In Washington County, some students attend as a requirement for promotion to the next grade level, but others come to get extra help with reading, writing and math, Executive Director of Secondary Education Boyd Michael III said.

Michael said 269 students are enrolled in high school summer school classes and 625 students are enrolled in middle school classes, which are held for 19 days.


"We've selected curriculum designed around a short program," Michael said. "It's designed to have a significant impact in a short amount of time."

More than 700 second-grade students are also targeted in an effort to improve reading and writing, said Executive Director of Elementary Education JoEtta Palkovitz-Brown.

"It's important to make sure they have the opportunity to be supported in an extended year program so they'll be able to meet the challenges of reading more independently at the third-grade level," Brown said.

The Chambersburg School District offers music and driver's education classes, but does not provide remedial courses, Dr. Eric Michael, assistant superintendent for curriculum and instruction, said.

"In the past we used to have a full-blown summer school program, but we found it very difficult to support that," Michael said. "The number of students wanting to take that kept dwindling and dwindling."

Instead, students may enroll in Keystone National High School for a six-week correspondence program that allows them to raise a grade in a course from an F to a D.

In Jefferson County, W.Va., about 184 students in grades 7 through 12 will take summer school classes in science, English, mathematics and social studies as well as "a few classes for students to get ahead of the game," said Associate Superintendent Beverly Hughes.

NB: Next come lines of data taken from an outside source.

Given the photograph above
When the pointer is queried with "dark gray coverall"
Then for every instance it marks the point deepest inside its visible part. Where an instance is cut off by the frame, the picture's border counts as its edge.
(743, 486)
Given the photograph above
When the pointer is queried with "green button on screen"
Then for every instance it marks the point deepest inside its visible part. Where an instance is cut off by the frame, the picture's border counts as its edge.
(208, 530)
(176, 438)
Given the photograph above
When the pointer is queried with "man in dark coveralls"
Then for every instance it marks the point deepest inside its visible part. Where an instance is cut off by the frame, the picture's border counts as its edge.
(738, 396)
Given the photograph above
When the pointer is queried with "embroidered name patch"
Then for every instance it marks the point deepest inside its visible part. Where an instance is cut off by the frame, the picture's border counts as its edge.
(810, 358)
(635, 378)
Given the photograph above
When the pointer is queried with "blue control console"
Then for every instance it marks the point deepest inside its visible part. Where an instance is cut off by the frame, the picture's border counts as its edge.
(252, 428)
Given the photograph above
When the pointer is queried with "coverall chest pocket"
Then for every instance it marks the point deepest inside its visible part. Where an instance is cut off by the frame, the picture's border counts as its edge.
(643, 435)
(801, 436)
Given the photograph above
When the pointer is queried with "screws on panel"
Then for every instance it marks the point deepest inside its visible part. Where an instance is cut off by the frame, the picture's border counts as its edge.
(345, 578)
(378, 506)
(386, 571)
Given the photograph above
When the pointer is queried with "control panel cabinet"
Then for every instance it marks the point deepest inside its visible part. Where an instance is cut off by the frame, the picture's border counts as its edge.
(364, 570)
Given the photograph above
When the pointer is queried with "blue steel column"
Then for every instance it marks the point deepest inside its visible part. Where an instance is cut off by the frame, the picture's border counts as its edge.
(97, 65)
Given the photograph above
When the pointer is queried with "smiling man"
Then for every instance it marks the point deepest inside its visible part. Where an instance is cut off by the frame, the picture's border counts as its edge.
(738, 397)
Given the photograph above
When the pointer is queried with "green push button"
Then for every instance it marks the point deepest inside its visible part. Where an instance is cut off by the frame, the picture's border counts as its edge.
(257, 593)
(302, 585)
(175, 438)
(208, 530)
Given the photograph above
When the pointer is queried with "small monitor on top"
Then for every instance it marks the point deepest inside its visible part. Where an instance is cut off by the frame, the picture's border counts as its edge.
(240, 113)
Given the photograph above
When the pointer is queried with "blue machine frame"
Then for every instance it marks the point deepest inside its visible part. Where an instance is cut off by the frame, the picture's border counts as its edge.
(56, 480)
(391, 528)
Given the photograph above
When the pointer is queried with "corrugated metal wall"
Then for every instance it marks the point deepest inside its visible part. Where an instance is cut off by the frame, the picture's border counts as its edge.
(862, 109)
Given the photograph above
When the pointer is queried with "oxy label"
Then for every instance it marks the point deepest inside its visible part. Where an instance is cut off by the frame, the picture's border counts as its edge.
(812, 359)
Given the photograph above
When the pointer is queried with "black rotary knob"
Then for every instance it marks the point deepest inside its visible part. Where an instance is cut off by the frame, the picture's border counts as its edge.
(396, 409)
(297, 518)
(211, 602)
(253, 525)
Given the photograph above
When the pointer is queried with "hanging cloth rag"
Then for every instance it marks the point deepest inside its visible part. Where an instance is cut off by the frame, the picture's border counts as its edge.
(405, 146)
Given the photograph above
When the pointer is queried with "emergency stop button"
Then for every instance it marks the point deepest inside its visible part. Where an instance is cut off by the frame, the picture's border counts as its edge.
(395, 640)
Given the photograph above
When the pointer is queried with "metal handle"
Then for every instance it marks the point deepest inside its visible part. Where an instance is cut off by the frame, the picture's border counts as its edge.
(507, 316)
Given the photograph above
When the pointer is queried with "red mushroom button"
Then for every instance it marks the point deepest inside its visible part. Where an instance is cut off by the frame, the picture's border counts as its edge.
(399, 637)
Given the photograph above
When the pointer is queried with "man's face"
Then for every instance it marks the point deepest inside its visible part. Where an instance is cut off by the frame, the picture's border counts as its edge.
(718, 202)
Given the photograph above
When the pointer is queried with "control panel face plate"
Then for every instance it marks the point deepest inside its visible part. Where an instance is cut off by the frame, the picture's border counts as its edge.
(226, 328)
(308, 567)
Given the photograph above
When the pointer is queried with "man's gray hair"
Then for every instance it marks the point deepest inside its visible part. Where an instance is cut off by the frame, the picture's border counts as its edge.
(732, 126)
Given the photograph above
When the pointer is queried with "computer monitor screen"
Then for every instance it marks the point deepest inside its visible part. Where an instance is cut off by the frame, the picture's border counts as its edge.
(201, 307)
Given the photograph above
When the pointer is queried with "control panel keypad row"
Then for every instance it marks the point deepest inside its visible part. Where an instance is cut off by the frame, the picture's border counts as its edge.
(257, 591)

A weeklong camp for severely handicapped children and a summer program for children requiring an extended school year will be held, as well as Energy Express, a community program for elementary school students run by AmeriCorps volunteers, Hughes said.

Middle school students in Berkeley Co., W.Va., who are in danger of being retained attend a six-week remediation program focusing on mathematics and language arts skills, said Ron Stephens, principal in charge of summer school for Berkeley County.

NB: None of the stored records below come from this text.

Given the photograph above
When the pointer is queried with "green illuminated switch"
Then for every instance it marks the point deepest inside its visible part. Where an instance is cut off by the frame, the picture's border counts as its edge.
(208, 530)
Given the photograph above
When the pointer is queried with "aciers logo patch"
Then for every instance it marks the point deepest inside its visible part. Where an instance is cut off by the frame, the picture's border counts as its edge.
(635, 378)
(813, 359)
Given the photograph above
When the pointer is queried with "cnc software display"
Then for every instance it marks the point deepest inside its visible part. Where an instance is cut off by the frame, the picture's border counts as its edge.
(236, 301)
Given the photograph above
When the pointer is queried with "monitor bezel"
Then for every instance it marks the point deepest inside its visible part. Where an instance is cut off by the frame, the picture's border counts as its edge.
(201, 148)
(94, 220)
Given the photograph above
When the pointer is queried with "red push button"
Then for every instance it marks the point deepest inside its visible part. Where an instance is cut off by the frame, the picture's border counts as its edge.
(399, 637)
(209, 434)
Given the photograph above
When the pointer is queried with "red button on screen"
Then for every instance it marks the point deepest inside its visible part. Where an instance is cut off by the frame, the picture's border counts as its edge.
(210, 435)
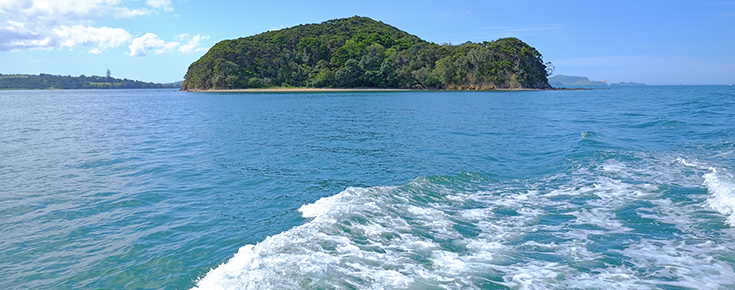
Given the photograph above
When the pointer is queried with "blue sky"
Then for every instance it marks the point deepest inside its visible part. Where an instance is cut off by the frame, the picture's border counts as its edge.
(655, 42)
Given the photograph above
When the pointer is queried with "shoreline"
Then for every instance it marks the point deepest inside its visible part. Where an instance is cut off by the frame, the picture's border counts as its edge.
(326, 90)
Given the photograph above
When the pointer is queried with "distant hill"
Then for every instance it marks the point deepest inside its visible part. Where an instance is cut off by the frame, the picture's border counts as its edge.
(562, 81)
(47, 81)
(361, 52)
(628, 84)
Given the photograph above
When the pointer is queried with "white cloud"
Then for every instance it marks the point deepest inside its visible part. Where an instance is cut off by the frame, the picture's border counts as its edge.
(100, 38)
(162, 4)
(193, 45)
(151, 42)
(52, 24)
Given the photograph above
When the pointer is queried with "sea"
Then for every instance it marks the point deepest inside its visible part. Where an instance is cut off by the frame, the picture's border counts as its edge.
(620, 188)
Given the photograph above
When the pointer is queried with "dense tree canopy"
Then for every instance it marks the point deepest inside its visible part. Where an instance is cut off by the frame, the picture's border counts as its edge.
(361, 52)
(47, 81)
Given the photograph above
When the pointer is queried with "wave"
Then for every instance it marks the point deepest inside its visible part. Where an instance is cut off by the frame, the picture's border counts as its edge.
(619, 222)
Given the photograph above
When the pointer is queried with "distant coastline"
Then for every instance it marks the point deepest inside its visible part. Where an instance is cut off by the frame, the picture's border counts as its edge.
(59, 82)
(317, 90)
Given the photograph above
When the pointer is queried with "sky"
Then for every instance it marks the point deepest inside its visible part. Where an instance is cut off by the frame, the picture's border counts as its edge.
(653, 42)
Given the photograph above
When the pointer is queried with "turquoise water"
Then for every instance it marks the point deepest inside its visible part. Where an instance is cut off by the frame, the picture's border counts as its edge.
(628, 188)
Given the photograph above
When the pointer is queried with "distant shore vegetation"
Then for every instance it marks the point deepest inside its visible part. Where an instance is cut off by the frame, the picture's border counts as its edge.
(359, 52)
(58, 82)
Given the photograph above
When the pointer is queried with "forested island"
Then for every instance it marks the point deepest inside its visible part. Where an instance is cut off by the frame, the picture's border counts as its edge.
(359, 52)
(56, 82)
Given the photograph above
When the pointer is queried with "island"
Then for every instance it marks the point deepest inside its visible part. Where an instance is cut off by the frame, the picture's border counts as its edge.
(359, 52)
(564, 81)
(57, 82)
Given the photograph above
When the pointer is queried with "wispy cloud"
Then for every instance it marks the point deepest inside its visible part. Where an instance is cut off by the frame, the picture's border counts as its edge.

Almost 500 high school students are registered for summer courses, which run through July 30.

PLATO, a new computer-based training program students use to work for credit in a number of classes, lets the school offer additional classes, Stephens said.

"We're able to use it for some courses that we didn't have enough students sign up for and couldn't hire a teacher for," Stephens said.

An extended learning program attended by 600 elementary students will provide more time for them to grasp concepts, said Chris Edwards, director of federal programs for Berkeley County schools.

"We tell parents to send their kids in play clothes," she said. "We try to do a lot of hands-on learning as opposed to desks and textbooks."